Spatially varying interactions induced in atomic gases by optical Feshbach resonance
Chih-Chun Chien

TL;DR
This paper explores how optical Feshbach resonance can create spatially varying interactions in ultra-cold atomic gases, enabling the study of novel phenomena like superfluid enclaves and normal-gas cores, with potential applications in atomtronics and superconductivity analogs.
Contribution
It proposes methods to induce and observe spatially varying interactions in ultra-cold gases, revealing new structures and phenomena not seen in traditional setups.
Findings
Feasible experimental setups for creating spatially varying interactions.
Potential to observe superfluid enclaves within Mott insulators.

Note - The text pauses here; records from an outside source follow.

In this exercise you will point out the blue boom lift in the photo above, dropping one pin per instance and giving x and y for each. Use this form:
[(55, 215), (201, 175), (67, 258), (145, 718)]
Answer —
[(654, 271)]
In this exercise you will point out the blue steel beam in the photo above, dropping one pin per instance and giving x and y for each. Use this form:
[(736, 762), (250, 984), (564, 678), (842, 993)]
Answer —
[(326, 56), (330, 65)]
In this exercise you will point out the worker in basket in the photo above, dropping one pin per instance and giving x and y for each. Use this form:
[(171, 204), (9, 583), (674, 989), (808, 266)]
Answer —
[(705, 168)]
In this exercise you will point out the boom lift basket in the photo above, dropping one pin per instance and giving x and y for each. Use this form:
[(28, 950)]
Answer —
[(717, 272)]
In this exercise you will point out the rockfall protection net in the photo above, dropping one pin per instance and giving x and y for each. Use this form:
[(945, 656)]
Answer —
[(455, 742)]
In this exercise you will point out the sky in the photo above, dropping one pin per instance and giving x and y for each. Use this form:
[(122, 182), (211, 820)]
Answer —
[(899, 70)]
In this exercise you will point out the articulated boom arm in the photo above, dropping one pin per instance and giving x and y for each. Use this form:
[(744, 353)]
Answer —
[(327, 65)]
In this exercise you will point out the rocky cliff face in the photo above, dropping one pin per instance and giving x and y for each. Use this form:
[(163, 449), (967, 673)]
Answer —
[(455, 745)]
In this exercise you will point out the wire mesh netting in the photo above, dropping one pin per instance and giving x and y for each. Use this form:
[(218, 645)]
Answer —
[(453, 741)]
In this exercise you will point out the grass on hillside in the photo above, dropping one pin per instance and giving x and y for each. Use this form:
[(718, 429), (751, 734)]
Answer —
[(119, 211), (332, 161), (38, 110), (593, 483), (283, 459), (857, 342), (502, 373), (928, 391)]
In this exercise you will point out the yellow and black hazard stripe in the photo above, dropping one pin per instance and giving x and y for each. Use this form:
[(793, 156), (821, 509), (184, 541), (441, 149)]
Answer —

Analogies to superconducting islands in high-temperature superconductors.
Abstract
Optical Feshbach resonance is capable of inducing spatially varying interactions in ultra-cold atoms. Its applications to pancake-shaped clouds of bosons and fermions enable one to study several fresh phenomena. We examine possibilities of inducing counter-intuitive structures such as creating a superfluid enclave inside a Mott insulator for bosons and a normal-gas core enclosed by a superfluid shell for fermions. We discuss feasible experimental setups and signatures of those interesting structures, which can be very different from common structures observed in experiments so far. While a superfluid enclave in a Mott insulator can be useful for constructing atomic devices for atomtronics, superconducting islands observed in scanning-tunneling microscopy of heavily underdoped high-temperature superconductors may be studied with cold Fermi gases with spatially varying attractions.